But nothing is more inimical to individual freedom than unrestrained markets. Left to itself, capitalism generates huge concentrations of private wealth—an oligarchical system that rests on severe restrictions of individual rights. Marx was wrong about many things, but on this one big thing he was correct: capitalism left to itself will concentrate wealth—and power—in a few hands. Something competing corporations can agree on is limiting the rights of workers and consumers by weakening collective bargaining, labor laws, individual bankruptcy options, environmental protections, class-action lawsuits, and other political and legal protections in hiring and the workplace.
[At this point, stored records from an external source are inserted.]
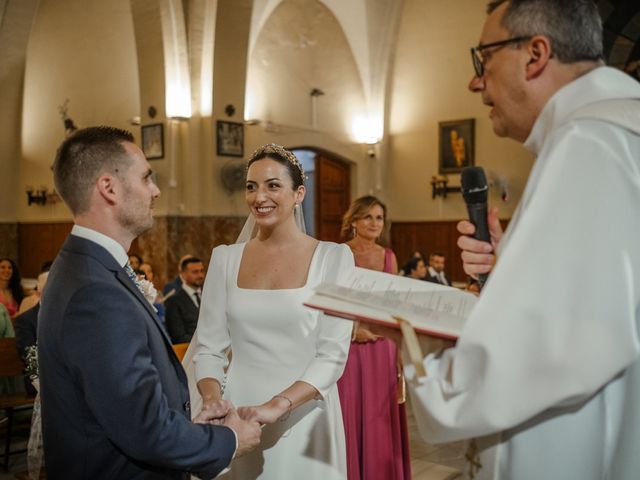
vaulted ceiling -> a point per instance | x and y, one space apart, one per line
621 21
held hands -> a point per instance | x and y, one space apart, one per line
222 412
214 412
363 335
477 256
248 432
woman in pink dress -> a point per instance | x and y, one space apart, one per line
11 293
374 414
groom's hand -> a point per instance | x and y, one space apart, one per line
214 412
248 432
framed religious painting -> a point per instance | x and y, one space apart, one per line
457 145
230 139
153 141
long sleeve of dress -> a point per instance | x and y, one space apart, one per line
213 338
558 319
333 334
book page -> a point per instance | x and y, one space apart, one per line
427 306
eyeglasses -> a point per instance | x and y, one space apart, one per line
479 59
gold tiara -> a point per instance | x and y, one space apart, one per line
279 150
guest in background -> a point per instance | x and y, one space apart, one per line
8 385
174 285
182 309
371 407
416 254
11 293
436 269
415 268
135 260
33 299
26 327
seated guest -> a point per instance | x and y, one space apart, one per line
174 285
11 293
181 309
436 269
32 300
26 327
415 268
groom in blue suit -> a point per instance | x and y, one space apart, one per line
115 402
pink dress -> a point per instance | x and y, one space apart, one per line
375 424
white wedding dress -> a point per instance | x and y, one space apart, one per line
275 341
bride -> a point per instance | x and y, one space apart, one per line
286 358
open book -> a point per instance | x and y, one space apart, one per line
376 297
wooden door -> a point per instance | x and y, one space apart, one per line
332 196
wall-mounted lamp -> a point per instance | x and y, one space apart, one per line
440 186
41 196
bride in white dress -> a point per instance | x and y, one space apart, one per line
286 358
Unfortunately a growing body of legal scholarship, funded by wealthy market fundamentalists, has emerged to defend the rights of corporations on First Amendment grounds, ‘weaponizing’ the right to free speech as a way to limit other rights. This radical new doctrine is well-represented on the Supreme Court, especially with the confirmation of Justice Kavanaugh. Justice Kagan’s dissent, in a recent case that overturned the right of public sector unions to require workers to contribute union dues, is eloquent: “Speech is everywhere—a part of every human activity (employment, health care, securities trading, you name it)… For that reason, almost all economic and regulatory policy affects or touches speech. So the majority’s road runs long. And at every stop are black-robed rulers overriding citizens’ choices. The First Amendment was meant for better things.” 1

The blunt truth is that many of the rich see democracy as a threat—it was Aristotle who warned that under democracy the people would try to take the property of the rich—and therefore have fought tenaciously to secure the right to use money freely to buy political influence. As explained persuasively and at length by historian Nancy MacLean in Democracy in Chains, the libertarian right under the guidance of the Koch network has used its money to reshape the rules of politics to make sure that their wealth can offset votes. The United States today is already a semi-oligarchy, where wealthy individuals and corporations easily fund candidates, create fake ‘grassroots’ movements, control major media, and lobby elected officials. These efforts are usually sold as ways to enhance individual freedom for everyone, but are in fact designed to enhance the freedom of the haves at the expense of the have-nots.

Freedom and Want

The debate over free markets leads to a second aspect of freedom. The first was freedom from coercion, the second is freedom from want. People who live in poverty and chronic economic uncertainty struggle to be free, even if they have formal political and legal rights. All their time and energy is taken up by ensuring survival for themselves and their family. Their neediness makes them vulnerable to coercion by employers or landowners. This was the normal condition for the vast majority before the modern era.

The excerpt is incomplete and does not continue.